What's it look like?


Here you can see that a java process on client.gulfsoft.com has opened TCP port 40474 to communicate with a DB2 process listening on port 50000 on db2srv.gulfsoft.com.

Conclusion

Topology data is absolutely crucial to a Operations team for numerous reasons. In this case, we were able to provide this visualization to our client in a very short amount of time (a week or so) while leveraging software they already owned. They now have better insight into their environment and are better prepared to address events in their environment.

Friday, April 22, 2016

The easiest way to work around the problem of having one VM on a NAT network and one on a host-only network in VMWare Workstation

The Situation


I have a BigFix environment with a Windows BigFix server on the host-only network, and I've got IBM Control Desk installed on a Red Hat VM on one of the NAT networks.
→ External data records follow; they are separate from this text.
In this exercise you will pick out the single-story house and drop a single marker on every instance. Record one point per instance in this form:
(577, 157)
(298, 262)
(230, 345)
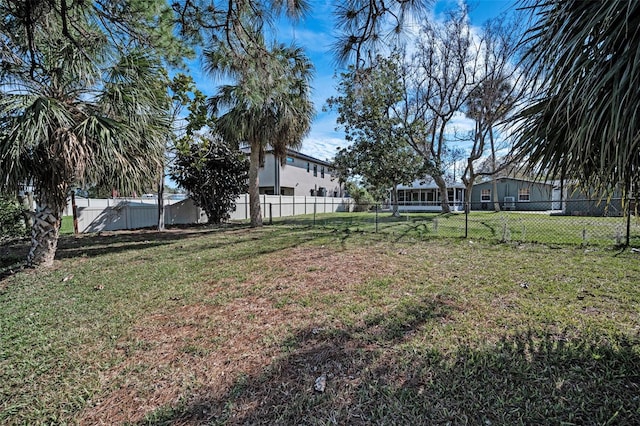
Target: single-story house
(423, 195)
(515, 194)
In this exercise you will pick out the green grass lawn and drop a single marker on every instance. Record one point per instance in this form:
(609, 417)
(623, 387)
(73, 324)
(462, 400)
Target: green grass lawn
(234, 326)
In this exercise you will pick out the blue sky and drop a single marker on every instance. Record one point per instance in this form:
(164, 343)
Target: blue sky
(315, 34)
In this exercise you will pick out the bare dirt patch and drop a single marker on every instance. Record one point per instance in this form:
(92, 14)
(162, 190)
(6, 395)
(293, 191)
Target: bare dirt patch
(172, 356)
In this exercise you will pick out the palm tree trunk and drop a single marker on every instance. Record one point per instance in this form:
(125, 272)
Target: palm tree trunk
(394, 201)
(44, 236)
(161, 202)
(254, 192)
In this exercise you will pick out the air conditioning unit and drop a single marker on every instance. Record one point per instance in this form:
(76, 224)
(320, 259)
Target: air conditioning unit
(509, 203)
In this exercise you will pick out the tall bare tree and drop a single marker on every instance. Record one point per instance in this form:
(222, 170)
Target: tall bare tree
(499, 90)
(441, 76)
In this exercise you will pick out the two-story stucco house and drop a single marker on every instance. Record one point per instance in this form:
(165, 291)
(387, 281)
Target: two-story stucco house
(300, 174)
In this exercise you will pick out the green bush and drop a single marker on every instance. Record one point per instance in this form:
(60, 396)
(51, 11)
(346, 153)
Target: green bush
(11, 219)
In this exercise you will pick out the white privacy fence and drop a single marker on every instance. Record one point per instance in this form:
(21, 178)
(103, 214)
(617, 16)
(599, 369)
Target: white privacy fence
(96, 215)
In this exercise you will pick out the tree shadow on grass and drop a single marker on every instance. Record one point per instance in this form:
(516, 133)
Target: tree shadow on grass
(387, 371)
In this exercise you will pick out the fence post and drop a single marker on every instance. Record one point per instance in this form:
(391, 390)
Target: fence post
(628, 209)
(466, 220)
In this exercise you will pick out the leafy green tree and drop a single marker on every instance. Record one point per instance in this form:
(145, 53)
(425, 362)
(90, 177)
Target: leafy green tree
(584, 124)
(367, 108)
(184, 95)
(363, 200)
(269, 106)
(214, 173)
(75, 108)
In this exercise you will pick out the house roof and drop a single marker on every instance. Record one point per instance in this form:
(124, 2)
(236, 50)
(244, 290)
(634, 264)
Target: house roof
(502, 178)
(293, 153)
(429, 183)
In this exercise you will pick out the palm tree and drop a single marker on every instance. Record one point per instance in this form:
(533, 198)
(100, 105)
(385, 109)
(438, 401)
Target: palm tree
(74, 111)
(268, 107)
(584, 125)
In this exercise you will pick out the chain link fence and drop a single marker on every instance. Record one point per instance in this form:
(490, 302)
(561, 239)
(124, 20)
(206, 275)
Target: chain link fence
(612, 223)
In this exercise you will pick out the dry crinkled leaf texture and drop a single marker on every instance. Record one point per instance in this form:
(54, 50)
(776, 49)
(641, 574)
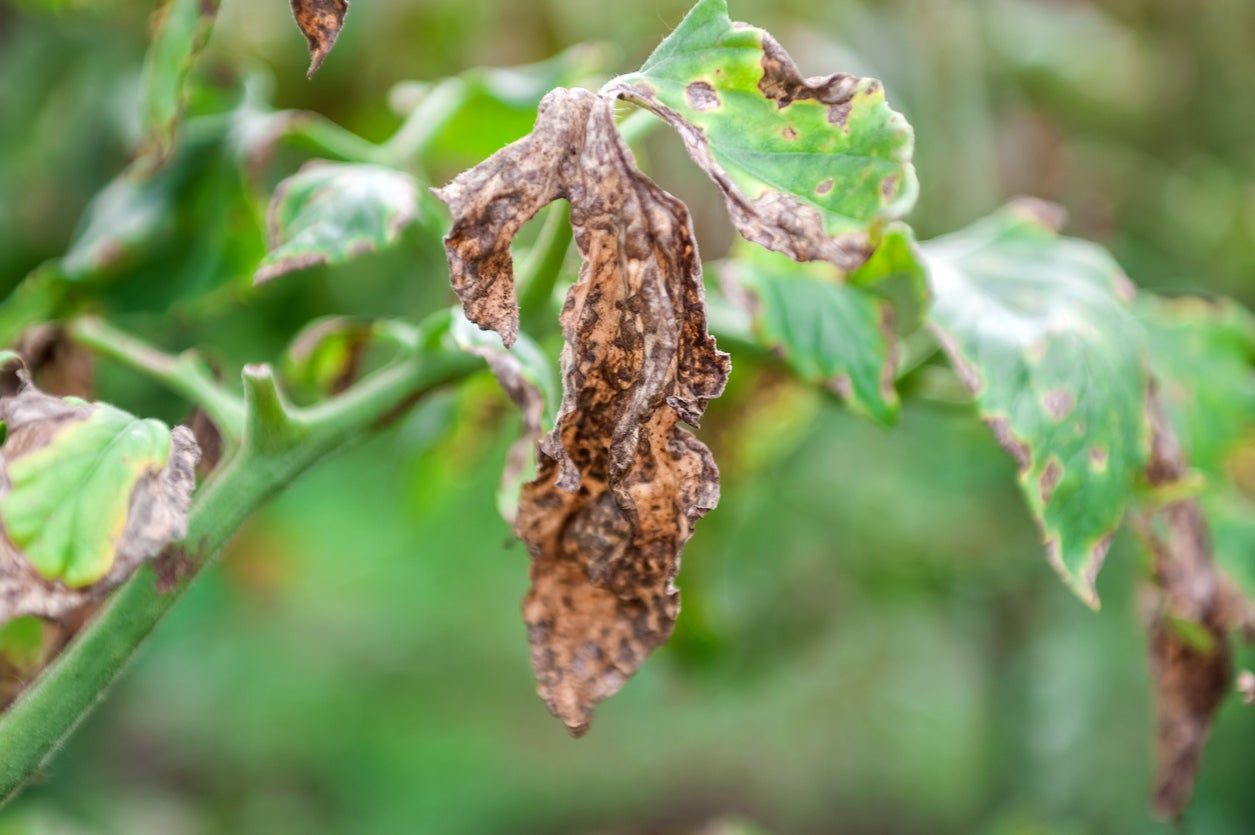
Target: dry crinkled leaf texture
(79, 521)
(1189, 624)
(620, 484)
(321, 21)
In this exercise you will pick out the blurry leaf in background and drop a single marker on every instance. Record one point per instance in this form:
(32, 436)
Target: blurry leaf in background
(808, 167)
(331, 212)
(1039, 329)
(831, 333)
(181, 29)
(119, 487)
(1202, 354)
(320, 20)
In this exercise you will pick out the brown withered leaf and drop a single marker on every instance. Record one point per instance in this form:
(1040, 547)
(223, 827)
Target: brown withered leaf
(321, 21)
(619, 482)
(96, 451)
(1187, 624)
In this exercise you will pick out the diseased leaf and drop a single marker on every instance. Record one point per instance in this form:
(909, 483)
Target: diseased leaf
(830, 333)
(1202, 354)
(1038, 328)
(619, 482)
(320, 20)
(1187, 622)
(526, 376)
(330, 212)
(87, 494)
(181, 29)
(811, 167)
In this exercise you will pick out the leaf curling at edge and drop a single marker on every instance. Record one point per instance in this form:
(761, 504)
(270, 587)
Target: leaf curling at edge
(1039, 329)
(620, 484)
(138, 477)
(810, 167)
(320, 21)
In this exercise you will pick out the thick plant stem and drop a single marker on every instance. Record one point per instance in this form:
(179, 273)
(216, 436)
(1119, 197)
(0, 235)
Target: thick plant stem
(277, 445)
(183, 374)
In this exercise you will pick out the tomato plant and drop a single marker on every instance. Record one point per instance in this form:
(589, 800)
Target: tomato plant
(1118, 406)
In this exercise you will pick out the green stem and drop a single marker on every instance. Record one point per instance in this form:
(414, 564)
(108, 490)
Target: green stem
(186, 374)
(331, 140)
(277, 445)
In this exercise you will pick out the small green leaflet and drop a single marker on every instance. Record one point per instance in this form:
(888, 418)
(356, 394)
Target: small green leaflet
(830, 333)
(68, 502)
(1202, 354)
(181, 32)
(811, 167)
(331, 212)
(1039, 329)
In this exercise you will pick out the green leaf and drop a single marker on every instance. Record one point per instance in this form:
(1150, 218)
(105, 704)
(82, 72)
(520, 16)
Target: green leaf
(1202, 354)
(811, 167)
(182, 28)
(830, 333)
(526, 374)
(333, 212)
(68, 504)
(1039, 329)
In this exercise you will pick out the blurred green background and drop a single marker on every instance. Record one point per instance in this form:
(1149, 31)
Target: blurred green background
(871, 641)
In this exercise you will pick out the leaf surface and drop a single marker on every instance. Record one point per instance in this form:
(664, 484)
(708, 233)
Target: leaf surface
(88, 492)
(619, 482)
(333, 212)
(811, 167)
(1039, 329)
(182, 29)
(1202, 354)
(830, 333)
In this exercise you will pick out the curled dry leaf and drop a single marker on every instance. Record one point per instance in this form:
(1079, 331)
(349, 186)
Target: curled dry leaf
(321, 21)
(1187, 623)
(811, 167)
(87, 494)
(619, 482)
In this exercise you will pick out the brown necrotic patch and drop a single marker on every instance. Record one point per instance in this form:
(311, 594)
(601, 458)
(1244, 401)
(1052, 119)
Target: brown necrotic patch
(320, 20)
(620, 482)
(702, 96)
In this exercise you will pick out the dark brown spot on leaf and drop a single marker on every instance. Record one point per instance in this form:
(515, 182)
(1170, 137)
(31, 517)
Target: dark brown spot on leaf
(620, 482)
(1013, 445)
(702, 96)
(321, 21)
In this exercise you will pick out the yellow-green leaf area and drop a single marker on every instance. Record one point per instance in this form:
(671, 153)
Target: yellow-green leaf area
(830, 333)
(68, 501)
(1202, 354)
(1041, 330)
(850, 160)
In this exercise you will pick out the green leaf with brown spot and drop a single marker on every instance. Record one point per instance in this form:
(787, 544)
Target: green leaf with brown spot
(1202, 354)
(830, 333)
(811, 167)
(1039, 329)
(181, 29)
(87, 492)
(333, 212)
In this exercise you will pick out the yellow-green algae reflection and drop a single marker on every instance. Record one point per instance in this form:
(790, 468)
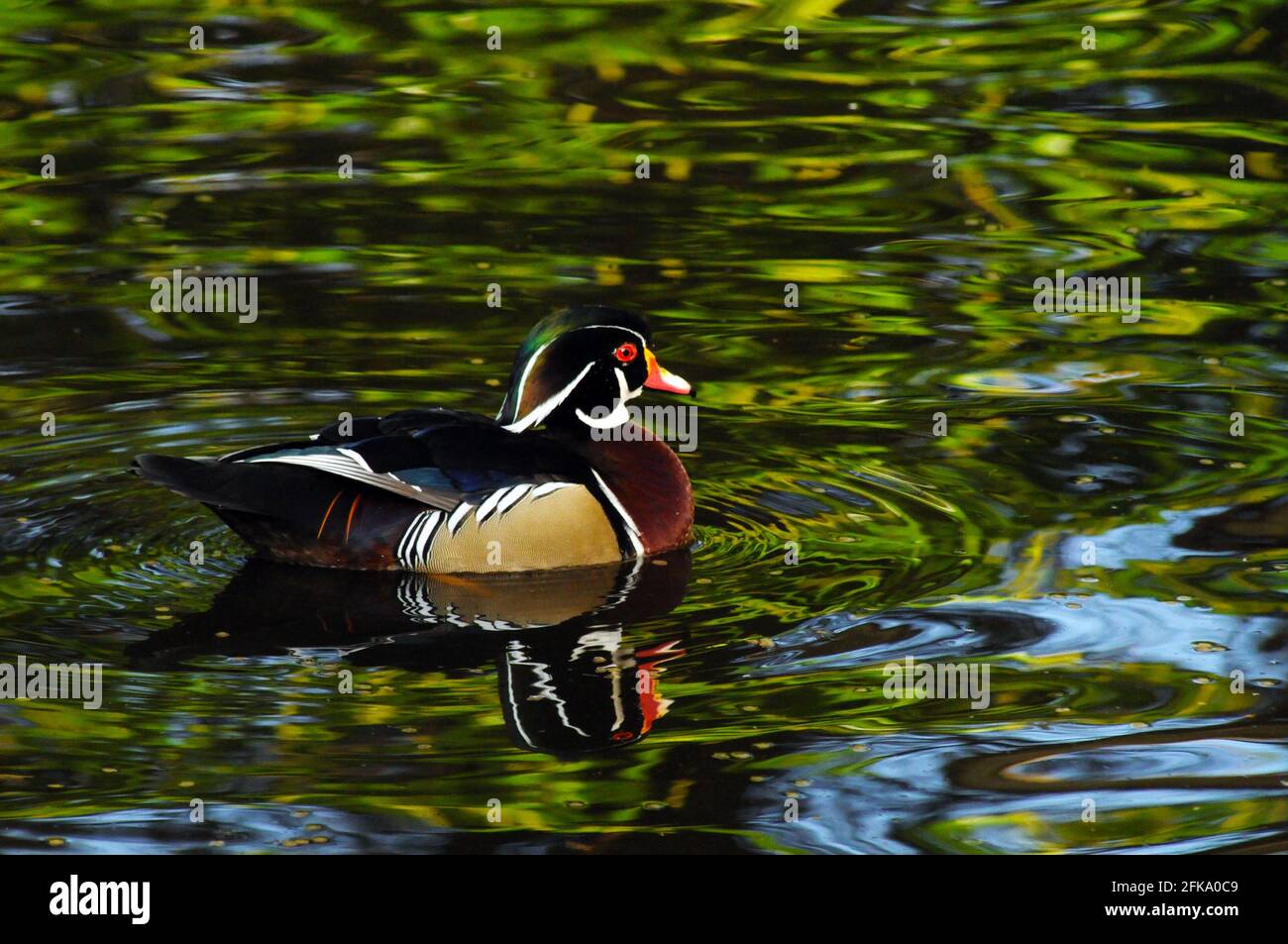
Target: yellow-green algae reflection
(758, 682)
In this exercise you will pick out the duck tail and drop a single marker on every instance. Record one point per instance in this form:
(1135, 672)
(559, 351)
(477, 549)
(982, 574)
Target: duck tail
(223, 485)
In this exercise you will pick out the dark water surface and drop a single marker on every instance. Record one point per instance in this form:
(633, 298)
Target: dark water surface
(1089, 527)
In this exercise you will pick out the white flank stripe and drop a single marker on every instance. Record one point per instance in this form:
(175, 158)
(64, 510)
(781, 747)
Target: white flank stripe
(509, 500)
(356, 458)
(425, 540)
(402, 545)
(631, 531)
(542, 491)
(459, 517)
(488, 504)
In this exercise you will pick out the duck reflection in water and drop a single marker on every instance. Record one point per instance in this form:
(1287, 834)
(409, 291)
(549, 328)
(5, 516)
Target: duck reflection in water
(571, 678)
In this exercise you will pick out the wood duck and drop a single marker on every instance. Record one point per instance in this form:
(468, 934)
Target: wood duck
(589, 681)
(549, 483)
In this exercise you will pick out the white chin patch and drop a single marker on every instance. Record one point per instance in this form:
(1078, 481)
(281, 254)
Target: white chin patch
(617, 417)
(619, 412)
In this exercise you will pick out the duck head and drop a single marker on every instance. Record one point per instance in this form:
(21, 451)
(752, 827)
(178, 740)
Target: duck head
(579, 368)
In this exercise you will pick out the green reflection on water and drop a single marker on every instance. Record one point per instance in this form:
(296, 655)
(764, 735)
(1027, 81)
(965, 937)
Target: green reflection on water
(767, 166)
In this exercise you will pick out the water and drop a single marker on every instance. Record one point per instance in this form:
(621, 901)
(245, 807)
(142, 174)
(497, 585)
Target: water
(1087, 527)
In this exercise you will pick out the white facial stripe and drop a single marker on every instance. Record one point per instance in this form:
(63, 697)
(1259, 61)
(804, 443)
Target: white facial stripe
(619, 413)
(523, 377)
(544, 410)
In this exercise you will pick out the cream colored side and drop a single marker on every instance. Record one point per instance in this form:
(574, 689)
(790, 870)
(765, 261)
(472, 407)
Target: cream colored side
(563, 528)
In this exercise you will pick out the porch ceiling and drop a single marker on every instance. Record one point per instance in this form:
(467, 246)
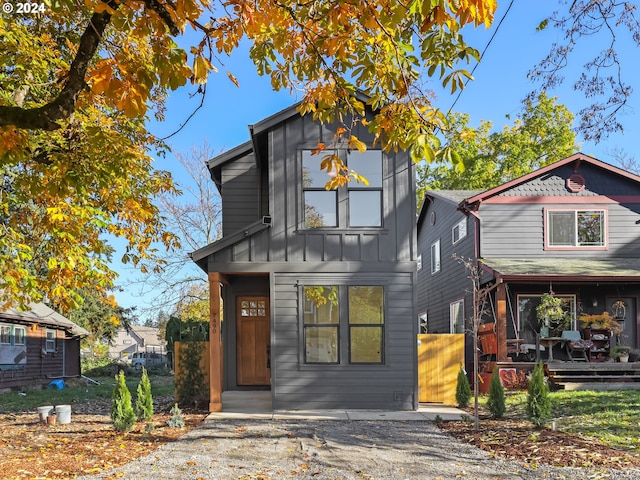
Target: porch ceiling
(571, 269)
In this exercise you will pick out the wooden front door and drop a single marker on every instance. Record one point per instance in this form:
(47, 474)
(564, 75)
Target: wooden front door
(253, 341)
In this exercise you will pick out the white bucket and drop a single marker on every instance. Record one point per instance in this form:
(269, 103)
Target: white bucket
(64, 413)
(44, 412)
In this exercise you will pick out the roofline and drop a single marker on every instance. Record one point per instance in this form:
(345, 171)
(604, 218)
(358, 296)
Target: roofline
(541, 171)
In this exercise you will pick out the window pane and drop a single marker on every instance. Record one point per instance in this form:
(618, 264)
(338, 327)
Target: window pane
(365, 208)
(321, 305)
(320, 209)
(321, 344)
(591, 228)
(366, 305)
(366, 344)
(562, 229)
(312, 175)
(457, 317)
(19, 335)
(367, 164)
(5, 334)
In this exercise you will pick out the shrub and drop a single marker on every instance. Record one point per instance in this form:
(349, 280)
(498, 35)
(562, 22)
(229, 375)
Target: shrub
(463, 389)
(144, 400)
(538, 400)
(190, 379)
(176, 420)
(122, 414)
(496, 403)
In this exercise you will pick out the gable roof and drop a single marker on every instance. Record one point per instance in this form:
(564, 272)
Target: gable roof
(41, 314)
(475, 199)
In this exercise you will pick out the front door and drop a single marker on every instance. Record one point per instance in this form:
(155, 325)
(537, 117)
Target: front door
(253, 341)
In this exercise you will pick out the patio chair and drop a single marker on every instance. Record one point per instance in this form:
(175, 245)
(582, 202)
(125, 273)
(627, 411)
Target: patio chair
(575, 344)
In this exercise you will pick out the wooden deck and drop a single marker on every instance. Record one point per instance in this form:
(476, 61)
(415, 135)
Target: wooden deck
(586, 375)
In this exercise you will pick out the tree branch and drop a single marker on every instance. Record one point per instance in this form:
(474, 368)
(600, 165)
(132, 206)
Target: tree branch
(46, 116)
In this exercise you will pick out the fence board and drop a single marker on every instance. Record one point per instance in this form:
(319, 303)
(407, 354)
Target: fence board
(439, 360)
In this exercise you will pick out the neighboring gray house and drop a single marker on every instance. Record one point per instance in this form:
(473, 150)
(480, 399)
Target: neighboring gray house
(37, 346)
(318, 286)
(572, 228)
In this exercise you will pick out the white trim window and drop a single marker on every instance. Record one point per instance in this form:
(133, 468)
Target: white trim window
(459, 231)
(456, 316)
(50, 341)
(576, 228)
(435, 256)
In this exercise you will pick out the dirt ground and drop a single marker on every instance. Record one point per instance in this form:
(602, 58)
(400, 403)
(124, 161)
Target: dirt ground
(89, 445)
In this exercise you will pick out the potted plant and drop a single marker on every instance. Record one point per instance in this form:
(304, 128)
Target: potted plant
(602, 320)
(552, 315)
(621, 352)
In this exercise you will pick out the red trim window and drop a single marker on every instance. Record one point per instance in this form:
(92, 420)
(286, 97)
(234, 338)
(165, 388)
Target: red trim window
(576, 229)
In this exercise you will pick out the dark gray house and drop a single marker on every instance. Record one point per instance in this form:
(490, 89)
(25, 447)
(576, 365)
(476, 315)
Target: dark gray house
(571, 228)
(318, 286)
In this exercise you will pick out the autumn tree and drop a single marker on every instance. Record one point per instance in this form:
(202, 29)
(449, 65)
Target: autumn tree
(79, 81)
(599, 31)
(540, 135)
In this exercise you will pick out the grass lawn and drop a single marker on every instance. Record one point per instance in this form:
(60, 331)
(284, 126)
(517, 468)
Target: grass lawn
(611, 416)
(79, 392)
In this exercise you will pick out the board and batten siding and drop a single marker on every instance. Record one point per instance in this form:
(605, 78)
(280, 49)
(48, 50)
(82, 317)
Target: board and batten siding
(299, 386)
(437, 291)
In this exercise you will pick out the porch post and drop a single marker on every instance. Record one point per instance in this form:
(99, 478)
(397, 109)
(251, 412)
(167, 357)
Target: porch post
(215, 352)
(501, 324)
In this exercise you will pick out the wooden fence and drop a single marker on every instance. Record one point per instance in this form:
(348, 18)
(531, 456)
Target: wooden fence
(439, 360)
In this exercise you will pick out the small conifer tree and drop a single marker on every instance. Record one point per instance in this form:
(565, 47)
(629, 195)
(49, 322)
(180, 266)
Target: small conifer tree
(538, 401)
(463, 389)
(496, 403)
(122, 414)
(144, 400)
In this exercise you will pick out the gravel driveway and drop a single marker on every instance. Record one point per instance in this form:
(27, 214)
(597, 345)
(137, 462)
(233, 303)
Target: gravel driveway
(329, 449)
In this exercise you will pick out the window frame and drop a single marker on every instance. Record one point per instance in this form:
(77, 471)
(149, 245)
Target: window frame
(436, 263)
(6, 327)
(342, 194)
(452, 321)
(576, 232)
(50, 341)
(461, 226)
(343, 326)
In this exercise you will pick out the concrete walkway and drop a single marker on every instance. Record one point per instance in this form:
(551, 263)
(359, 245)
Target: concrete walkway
(257, 405)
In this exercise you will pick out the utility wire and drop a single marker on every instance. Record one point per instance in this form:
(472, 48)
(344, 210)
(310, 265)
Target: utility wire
(495, 32)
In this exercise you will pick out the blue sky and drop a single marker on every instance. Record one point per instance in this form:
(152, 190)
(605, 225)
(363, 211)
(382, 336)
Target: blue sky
(500, 85)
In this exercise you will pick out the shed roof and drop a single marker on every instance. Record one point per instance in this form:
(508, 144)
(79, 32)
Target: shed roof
(41, 314)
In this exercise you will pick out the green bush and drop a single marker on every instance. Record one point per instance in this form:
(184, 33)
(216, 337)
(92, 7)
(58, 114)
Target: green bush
(122, 414)
(496, 403)
(463, 389)
(190, 382)
(538, 400)
(144, 400)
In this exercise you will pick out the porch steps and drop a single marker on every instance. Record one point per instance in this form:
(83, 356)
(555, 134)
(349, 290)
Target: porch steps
(594, 375)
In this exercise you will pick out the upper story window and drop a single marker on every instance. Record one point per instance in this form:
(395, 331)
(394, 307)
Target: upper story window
(435, 256)
(456, 316)
(459, 231)
(50, 343)
(576, 229)
(355, 205)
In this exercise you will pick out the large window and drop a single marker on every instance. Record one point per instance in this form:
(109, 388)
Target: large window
(456, 316)
(355, 205)
(343, 317)
(576, 228)
(528, 323)
(366, 324)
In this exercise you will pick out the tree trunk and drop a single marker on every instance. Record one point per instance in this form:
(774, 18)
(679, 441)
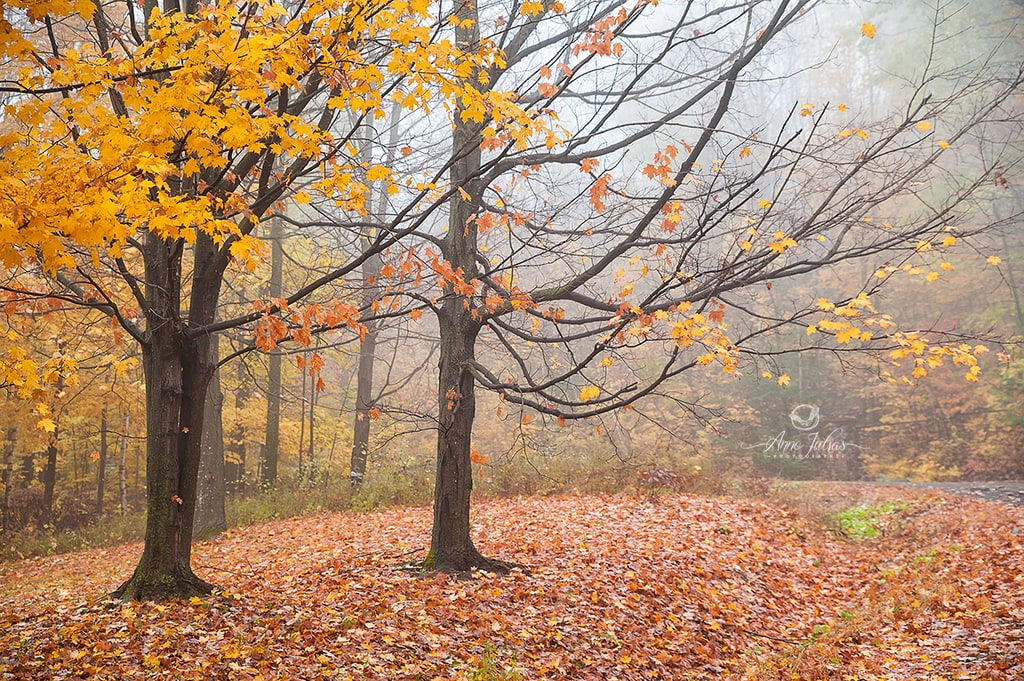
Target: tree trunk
(8, 477)
(268, 475)
(101, 472)
(210, 516)
(49, 481)
(452, 548)
(364, 402)
(371, 271)
(123, 468)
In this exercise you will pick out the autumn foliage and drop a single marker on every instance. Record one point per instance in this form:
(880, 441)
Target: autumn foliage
(622, 587)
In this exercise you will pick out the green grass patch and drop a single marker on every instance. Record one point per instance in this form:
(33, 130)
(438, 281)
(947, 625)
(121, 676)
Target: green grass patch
(867, 521)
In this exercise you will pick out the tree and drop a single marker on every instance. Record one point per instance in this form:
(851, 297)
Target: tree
(613, 217)
(570, 299)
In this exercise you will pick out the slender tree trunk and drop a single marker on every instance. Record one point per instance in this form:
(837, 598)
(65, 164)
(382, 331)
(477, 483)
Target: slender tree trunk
(268, 475)
(8, 475)
(364, 402)
(177, 370)
(101, 472)
(312, 416)
(123, 468)
(371, 272)
(211, 518)
(49, 481)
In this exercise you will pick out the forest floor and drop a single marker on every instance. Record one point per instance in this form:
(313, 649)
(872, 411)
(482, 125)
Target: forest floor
(619, 587)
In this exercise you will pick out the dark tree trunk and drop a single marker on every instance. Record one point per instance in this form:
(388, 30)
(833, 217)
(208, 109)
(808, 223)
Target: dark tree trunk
(268, 474)
(177, 370)
(49, 481)
(101, 472)
(452, 548)
(211, 518)
(8, 477)
(364, 402)
(123, 468)
(371, 271)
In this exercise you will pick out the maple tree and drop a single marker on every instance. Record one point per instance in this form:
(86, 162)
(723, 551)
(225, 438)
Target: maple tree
(140, 162)
(588, 271)
(609, 222)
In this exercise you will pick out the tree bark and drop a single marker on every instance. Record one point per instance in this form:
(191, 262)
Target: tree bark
(177, 370)
(49, 481)
(211, 518)
(8, 477)
(364, 402)
(123, 468)
(101, 472)
(452, 547)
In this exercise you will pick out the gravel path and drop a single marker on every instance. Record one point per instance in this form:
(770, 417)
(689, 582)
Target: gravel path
(1008, 492)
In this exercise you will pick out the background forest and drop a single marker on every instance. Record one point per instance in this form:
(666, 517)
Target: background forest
(340, 423)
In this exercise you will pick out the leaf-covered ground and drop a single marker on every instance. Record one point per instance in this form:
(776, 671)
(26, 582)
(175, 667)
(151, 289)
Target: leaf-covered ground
(619, 588)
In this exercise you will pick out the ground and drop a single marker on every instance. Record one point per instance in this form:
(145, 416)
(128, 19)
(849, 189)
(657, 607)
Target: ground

I want to integrate the two for asset management, which requires the Integration Composer, which has to communicate with both servers simultaneously. (We've done an air-gapped integration for a couple of customers, but I wanted to use the out-of-the-box mechanism).

Bad Solutions

Some of the solutions that I considered, but threw out because of the work involved:

Change an IP address

Simply move one server to the other network and then add routes to communicate between different subnets IP addresses on the same network

Easy Solution

I added a network card on the NAT network to the BigFix Windows server. VMWare Workstation quickly suspended and resumed the VM, the adapter was seen, and it got a DHCP address on the NAT network. And then I could communicate between the two machines!